I’m convinced Bon wrote it. In my opinion only Bon would have written a line like “She told me to come but I was already there.” Brian never matched the verve or wit of Bon in his lyrics and it’s why I think so much of AC/DC’s mid-'80s output suffers even when the guitar work of the Youngs was as good as it ever was.

But what’s also really interesting about this song in light of the recent hullabaloo over Taurus and Led Zeppelin is how much the opening guitar riff sounds similar to Head East’s “Never Been Any Reason”. I didn’t know a hell of a lot about Head East before I started working on this book, but came across “Never Been Any Reason” in the process of doing my research and was blown away when I heard it for the first time.
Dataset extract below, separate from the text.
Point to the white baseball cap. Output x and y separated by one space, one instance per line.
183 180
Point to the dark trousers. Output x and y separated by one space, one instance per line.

AC/DC opened for Head East in Milwaukee in 1977. So the two bands crossed paths.

6. “Rock ’N’ Roll Damnation”
(Powerage, 1978)

It’s hard to get my head around the fact Mick Wall, the British rock writer and author of AC/DC: Hell Ain’t a Bad Place to Be, called this “a two-bit piece of head-bopping guff.” Not sure what track he was listening to when he wrote that -- maybe he was having a bad day -- but for me it’s one of the last of AC/DC’s classic boogie tracks and probably the best.

Mark Evans loves it almost as much as he loves “Highway to Hell". It has everything you want in an AC/DC song plus shakers, tambourines and handclaps, a real Motown touch that George Young and Harry Vanda brought to bear on the recording. They did something similar with the John Paul Young hit “Love Is in the Air”. Percussion was an underlying feature of many early AC/DC songs. This one really grooves. I never get tired of hearing it.

“Rock ’n’ Roll Damnation” was AC/DC’s first hit in the UK charts and a lot of the credit has to go to Michael Klenfner, best known as the fat guy with the moustache who stops Jake and Elwood backstage in the final reel of The Blues Brothers and offers them a recording contract. He was senior vice-president at Atlantic at the time, and insisted the band go back and record a radio-worthy single after they delivered the first cut of Powerage to New York.

Michael was a real champion of AC/DC behind the scenes at Atlantic, and never got the recognition he was due while he was still alive (he passed away in 2009). He ended up having a falling out with Atlantic president Jerry Greenberg over the choice of producer for Highway to Hell and got fired. But it was Klenfner who arguably did more for the band than anyone else while they were at Atlantic. His story deserves to be known by the fans.